VMFSOver the course of past week I was asked a couple of storage related questions in regards to VMFS volumes and LUN partitions. The topic of the questions were based on something that folks with experience, and knowledge of VMware virtualization platforms are aware about. The questions were focused VMFS volumes and how they work, and the reason as why is not a good practice to create multiple VMFS volumes in a LUN that has been partitioned.  I wanted to take a moment and try to explain it as simple as I can so here is my take on why we don’t want to use multiple VMFS volumes per LUN.  I hope it’s something that can be of help.

VMware’s vStorage VMFS is a clustered file system that is shared among many servers – all or any of which could be writing to a shared LUN.  So the access to the LUN’s (which by the way is a single partition) needs to control for certain important functions.

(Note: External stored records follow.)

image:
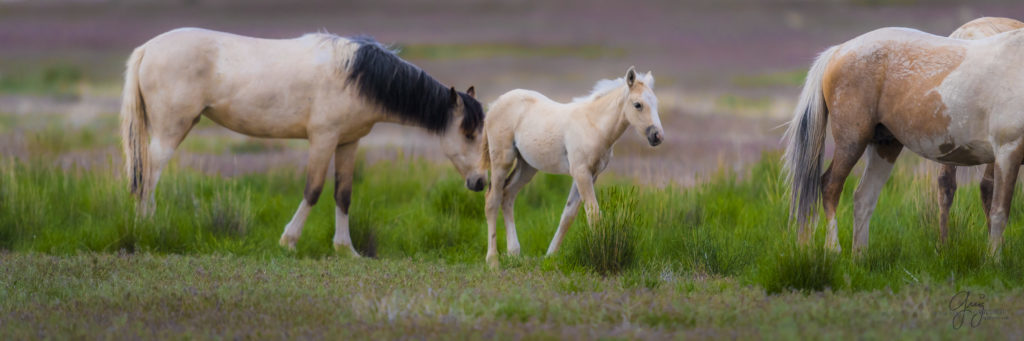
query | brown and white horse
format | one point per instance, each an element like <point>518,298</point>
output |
<point>525,131</point>
<point>328,89</point>
<point>977,29</point>
<point>950,100</point>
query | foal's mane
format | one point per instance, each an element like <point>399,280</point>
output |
<point>600,88</point>
<point>401,88</point>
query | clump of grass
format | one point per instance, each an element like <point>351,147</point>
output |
<point>609,246</point>
<point>800,268</point>
<point>59,78</point>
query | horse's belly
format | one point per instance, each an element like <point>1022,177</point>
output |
<point>968,153</point>
<point>545,156</point>
<point>259,125</point>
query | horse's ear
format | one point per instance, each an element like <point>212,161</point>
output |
<point>631,76</point>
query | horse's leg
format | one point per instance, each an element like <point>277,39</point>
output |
<point>344,167</point>
<point>321,148</point>
<point>848,151</point>
<point>568,215</point>
<point>167,129</point>
<point>522,174</point>
<point>880,164</point>
<point>986,188</point>
<point>947,187</point>
<point>502,158</point>
<point>585,183</point>
<point>1008,162</point>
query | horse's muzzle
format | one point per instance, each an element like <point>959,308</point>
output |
<point>653,136</point>
<point>475,183</point>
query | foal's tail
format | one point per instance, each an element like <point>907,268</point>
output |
<point>807,139</point>
<point>134,130</point>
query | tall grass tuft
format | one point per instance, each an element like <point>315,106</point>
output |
<point>609,246</point>
<point>800,268</point>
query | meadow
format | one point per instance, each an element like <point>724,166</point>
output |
<point>713,260</point>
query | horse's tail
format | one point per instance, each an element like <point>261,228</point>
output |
<point>134,130</point>
<point>484,152</point>
<point>806,133</point>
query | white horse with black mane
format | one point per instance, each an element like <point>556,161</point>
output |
<point>525,131</point>
<point>328,89</point>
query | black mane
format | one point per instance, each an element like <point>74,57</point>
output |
<point>404,90</point>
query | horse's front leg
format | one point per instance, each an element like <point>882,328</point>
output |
<point>344,168</point>
<point>320,158</point>
<point>584,180</point>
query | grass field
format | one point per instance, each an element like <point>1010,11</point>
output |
<point>718,259</point>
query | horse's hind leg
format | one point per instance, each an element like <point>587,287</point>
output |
<point>321,151</point>
<point>880,164</point>
<point>520,176</point>
<point>849,147</point>
<point>344,166</point>
<point>168,127</point>
<point>1008,163</point>
<point>947,188</point>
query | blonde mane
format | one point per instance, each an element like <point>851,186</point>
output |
<point>600,88</point>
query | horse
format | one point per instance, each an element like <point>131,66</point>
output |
<point>525,131</point>
<point>949,100</point>
<point>322,87</point>
<point>977,29</point>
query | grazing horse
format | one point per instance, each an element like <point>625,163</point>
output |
<point>949,100</point>
<point>977,29</point>
<point>328,89</point>
<point>525,132</point>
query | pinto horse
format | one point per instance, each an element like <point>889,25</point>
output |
<point>525,131</point>
<point>949,100</point>
<point>977,29</point>
<point>328,89</point>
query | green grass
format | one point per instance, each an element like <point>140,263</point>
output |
<point>718,259</point>
<point>146,296</point>
<point>729,226</point>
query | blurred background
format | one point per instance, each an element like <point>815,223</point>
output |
<point>727,72</point>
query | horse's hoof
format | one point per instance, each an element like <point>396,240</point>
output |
<point>343,250</point>
<point>493,261</point>
<point>288,242</point>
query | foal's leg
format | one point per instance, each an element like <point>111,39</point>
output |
<point>1008,162</point>
<point>344,166</point>
<point>501,162</point>
<point>880,164</point>
<point>568,215</point>
<point>320,158</point>
<point>520,176</point>
<point>947,187</point>
<point>847,153</point>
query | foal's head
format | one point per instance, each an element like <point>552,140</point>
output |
<point>461,140</point>
<point>640,107</point>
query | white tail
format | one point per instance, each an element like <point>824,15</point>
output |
<point>134,130</point>
<point>803,158</point>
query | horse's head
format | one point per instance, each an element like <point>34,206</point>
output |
<point>461,141</point>
<point>640,107</point>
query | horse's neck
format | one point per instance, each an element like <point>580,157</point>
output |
<point>605,113</point>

Another important function is that an ESX server powering on a VM.  There can’t be confusion about which ESX server is running a VM because only that ESX server can write to the VM’s files (or else the VM files might get corrupted.  SO we LOCK the entire LUN (datastore) (which is usually 1 partition) when we startup a VM.  VMFS makes a note in the VMFS metadata to indicate which ESX server has that VM running (locked) or as we say the VM is “registered” on that ESX Server.

Another important function is allocating space.  When we allocate a block on VMFS we can’t have confusion about whether the block is allocated or not – so we lock the entire LUN .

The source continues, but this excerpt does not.